THE LEAFLET
November 9 2023
inspiration without eloquence, don’t take feedback so seriously: parts 1 and 2
INSPIRATION WITHOUT ELOQUENCE
A question I hear more and more from leaders is, “how do I inspire my team? I want to be an inspiring leader. How do you do that? What's the secret sauce?”
Some people who ask this are actually asking, “How can I be more eloquent or passionate and get compliments for it from my team?” That is different from inspiring your team.
When we're talking about inspiring people we’re talking about
creating effort, risk-taking courage, and tolerance for ambiguity and error that people didn't have before, and
Those same people feeling good about exercising those traits rather than burdened by them
Read the rest here.
-Ben
DON’T TAKE FEEDBACK SO SERIOUSLY, PART 1
Where I have seen this go best, where a true culture of feedback has taken root and given forth the blossoms of new confidence, improving performance, and deeper trust, feedback is a) kinda ordinary and b) not taken deadly seriously in every instance. Leaders solicit it often, almost to an annoying extent, and everyone gives it - but no one assumes that every instance of it results in direct change in the specific way they asked for.
On these kind of teams, I tend to see moves like:
Leader of a meeting opening a t-table google doc in the last 3 minutes of a regular meeting (like an all hands or a team weekly) and asking for keeps and tweaks on that week’s version of the meeting. Records them live so all can see. Uses as many of them as make sense for the next go round.
Plus-infinity circles with no more than ~30 mins of prep time. Team stands in two concentric circles - inner circle faces out; outer circle faces in. You and partner exchange a plus (keep doing x) and infinity (start doing y); one minute for each person. At end of two minutes, the circles rotate and you talk to a new partner. Repeat until everyone has gotten feedback from everyone else.
1:1 meetings with managers each week include mutual feedback exchange as a set agenda item.

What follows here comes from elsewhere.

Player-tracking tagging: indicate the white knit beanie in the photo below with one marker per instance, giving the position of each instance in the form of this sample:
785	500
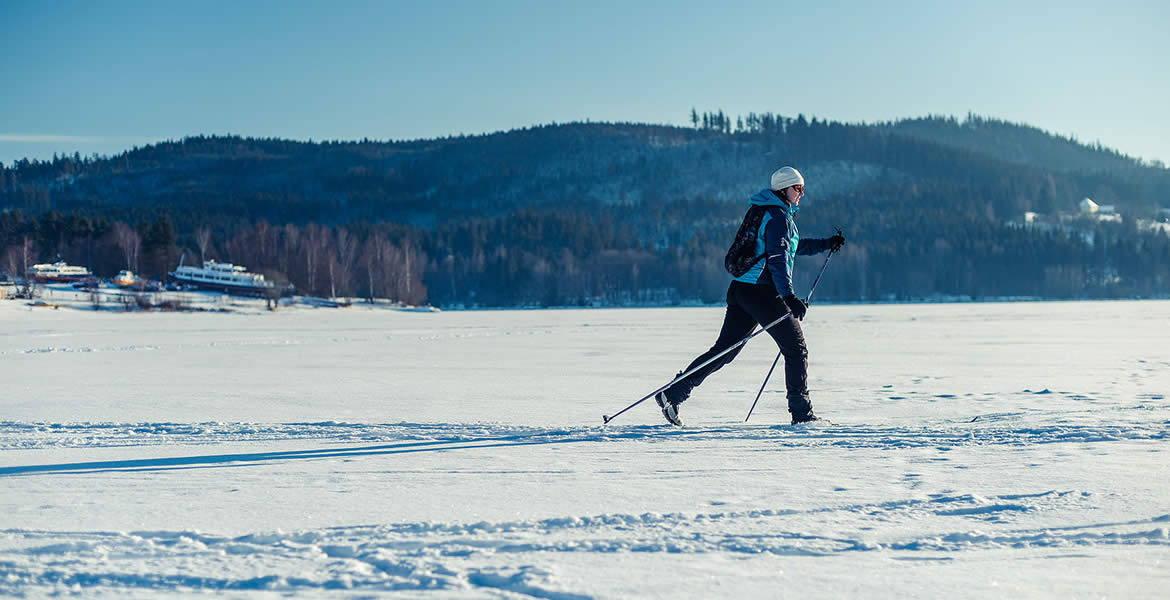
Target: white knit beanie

Leaders publicly thanking teammates for having given them challenging feedback.
Read the rest here.
-Eric
DON’T TAKE FEEDBACK SO SERIOUSLY, PART 2
Not taking feedback too seriously requires leaders to make some assumptions explicit, then model behavior based on those assumptions.
The Assumptions
We’re all professionals here (as opposed to amateurs, who don’t worry much about the quality of the product and are mostly in the game to entertain themselves)
It’s all skills. We can all get better at each dimension of our jobs, down to the details of them (how we schedule a meeting; how we open a conversation; how we punctuate stuff).

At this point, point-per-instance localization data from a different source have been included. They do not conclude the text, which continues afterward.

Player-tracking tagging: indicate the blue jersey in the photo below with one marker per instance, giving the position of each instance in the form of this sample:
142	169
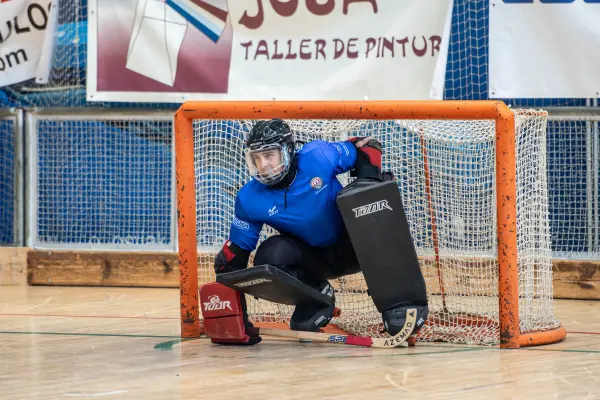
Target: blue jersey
311	214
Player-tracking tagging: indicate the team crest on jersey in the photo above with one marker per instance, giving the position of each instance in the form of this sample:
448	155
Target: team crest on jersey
316	183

Feedback is given and taken in good faith. The subtext of it is some version of “I believe in you. I believe in your ability to get better at what we’re here to do. You matter and what we’re doing matter enough to me that I won’t prioritize my own comfort over sharing something that could help you and move us forward.”
The Behaviors
We seek feedback from each other as frequently as possible.
If we have feedback, we offer it
as close in time as we can to the occurrence of the thing it’s about and
directly to the person it’s for or about.

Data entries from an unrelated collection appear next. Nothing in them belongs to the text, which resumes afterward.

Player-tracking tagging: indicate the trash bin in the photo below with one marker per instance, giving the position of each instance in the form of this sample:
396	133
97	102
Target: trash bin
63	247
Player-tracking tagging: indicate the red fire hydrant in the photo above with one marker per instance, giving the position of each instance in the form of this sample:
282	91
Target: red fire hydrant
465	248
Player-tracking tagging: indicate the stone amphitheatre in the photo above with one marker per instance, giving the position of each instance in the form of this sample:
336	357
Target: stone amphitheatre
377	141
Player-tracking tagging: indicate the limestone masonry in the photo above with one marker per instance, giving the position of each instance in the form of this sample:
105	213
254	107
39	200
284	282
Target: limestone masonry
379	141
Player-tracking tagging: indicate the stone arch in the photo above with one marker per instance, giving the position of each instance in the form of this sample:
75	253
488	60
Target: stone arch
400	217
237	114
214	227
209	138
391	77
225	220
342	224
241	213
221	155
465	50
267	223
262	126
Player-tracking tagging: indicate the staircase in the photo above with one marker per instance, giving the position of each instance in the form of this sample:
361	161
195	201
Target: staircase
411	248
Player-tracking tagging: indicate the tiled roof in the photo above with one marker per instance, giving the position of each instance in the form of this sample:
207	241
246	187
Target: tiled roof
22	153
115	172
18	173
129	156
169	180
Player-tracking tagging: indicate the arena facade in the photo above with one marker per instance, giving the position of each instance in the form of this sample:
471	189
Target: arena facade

We minimize practicing or vetting the feedback with third parties, which devolves too easily into withholding the feedback or delivering it after a good gossip with your office friend.
We take the feedback seriously. That means we consider it, and unless there’s a good, mission-chasing reason not to, we act on it.
We thank each other for feedback every time, especially when it’s “tough” feedback (given across a power divide, given when the stakes are high or there are acute feelings on either side)
Read the rest here.
-Eric
COMPELLING QUOTES
Feedback and culture expert Kim Scott on leaders soliciting public criticism, in her wonderful Radical Candor:
Too many managers fear that public challenge will undermine their authority. It’s natural to want to repress dissent, but a good reaction to public criticism can be the very thing that establishes your credibility as a strong leader, and will help you build a culture of guidance.
Public health demigod Atul Gawande, from his Checklist Manifesto:
We’re obsessed in medicine with having great components—the best drugs, the best devices, the best specialists—but pay little attention to how to make them fit together well. Berwick notes how wrongheaded this approach is. “Anyone who understands systems will know immediately that optimizing parts is not a good route to system excellence,” he says.
Poet and farmer Wendell Berry, in Standing by Words:
It may be, then, that form serves us best when it works as an obstruction to baffle us and deflect our intended course. It may be that when we no longer know what to do we have come to our real work and that when we no longer know which way to go we have begun our real journey. The mind that is not baffled is not employed. The impeded stream is the one that sings.